The question that has really thrown me off has been, “Are you fasting?” That’s really been the question of the day, especially toward a Westerner in this Muslim culture. This is completely new to me, because it is the opposite of the mentality about fasting that I have developed as a Christian. I have grown up in a society that, for one doesn’t really fast very much. Besides that, the people that did fast would do so according to the instructions of Jesus:
But you, when you fast, anoint your head and wash your face, so that you do not appear to men to be fasting, but to your Father who is in the secret place; and your Father who sees in secret will reward you openly.

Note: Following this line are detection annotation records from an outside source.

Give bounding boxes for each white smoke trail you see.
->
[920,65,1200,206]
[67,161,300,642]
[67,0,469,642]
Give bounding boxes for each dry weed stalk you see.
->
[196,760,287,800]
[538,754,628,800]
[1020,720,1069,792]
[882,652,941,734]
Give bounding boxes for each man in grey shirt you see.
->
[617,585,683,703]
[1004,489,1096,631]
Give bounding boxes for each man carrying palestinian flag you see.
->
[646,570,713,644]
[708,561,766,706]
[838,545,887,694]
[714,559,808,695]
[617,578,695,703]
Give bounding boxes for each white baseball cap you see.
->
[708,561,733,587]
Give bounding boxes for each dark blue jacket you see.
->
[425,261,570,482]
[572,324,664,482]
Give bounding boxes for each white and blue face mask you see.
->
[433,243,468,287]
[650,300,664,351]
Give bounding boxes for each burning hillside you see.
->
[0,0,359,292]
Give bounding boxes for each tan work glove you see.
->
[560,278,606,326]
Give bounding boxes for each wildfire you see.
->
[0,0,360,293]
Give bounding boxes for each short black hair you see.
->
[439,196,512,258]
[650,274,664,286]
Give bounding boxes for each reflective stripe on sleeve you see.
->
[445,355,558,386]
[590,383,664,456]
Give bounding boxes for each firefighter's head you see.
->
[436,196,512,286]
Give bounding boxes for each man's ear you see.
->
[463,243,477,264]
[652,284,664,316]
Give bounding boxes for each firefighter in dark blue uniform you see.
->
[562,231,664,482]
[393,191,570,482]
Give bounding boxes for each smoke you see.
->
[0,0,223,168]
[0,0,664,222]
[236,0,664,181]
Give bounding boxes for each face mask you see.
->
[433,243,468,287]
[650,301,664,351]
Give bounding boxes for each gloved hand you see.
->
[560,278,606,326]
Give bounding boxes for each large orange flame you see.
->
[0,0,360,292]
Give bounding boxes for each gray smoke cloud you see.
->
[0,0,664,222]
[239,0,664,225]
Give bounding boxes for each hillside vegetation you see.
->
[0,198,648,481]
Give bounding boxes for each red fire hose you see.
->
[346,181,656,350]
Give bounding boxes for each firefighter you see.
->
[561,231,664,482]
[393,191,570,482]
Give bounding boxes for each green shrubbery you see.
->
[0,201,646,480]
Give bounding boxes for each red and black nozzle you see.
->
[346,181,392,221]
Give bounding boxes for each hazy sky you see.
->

For the most part, fasting has always been a very personal practice to observe when trying to know God more, receive specific direction for my life, to get through some hardship, etc. There were a few times when I was part of a group fast, but even then, we didn’t really broadcast it to the world. I’ve even fasted for Ramadan with Muslim friends in the US before, but it still wasn’t really public knowledge. I went on with life as usual and didn’t really talk about it except with a few people.
Coming from that culture to one where the store hours change to accommodate the fast, many people work modified hours, and the question of the day seems to be, “Are you fasting?” has just been really weird for me.
That’s what I love about different cultures, though. This is a really great experience for me.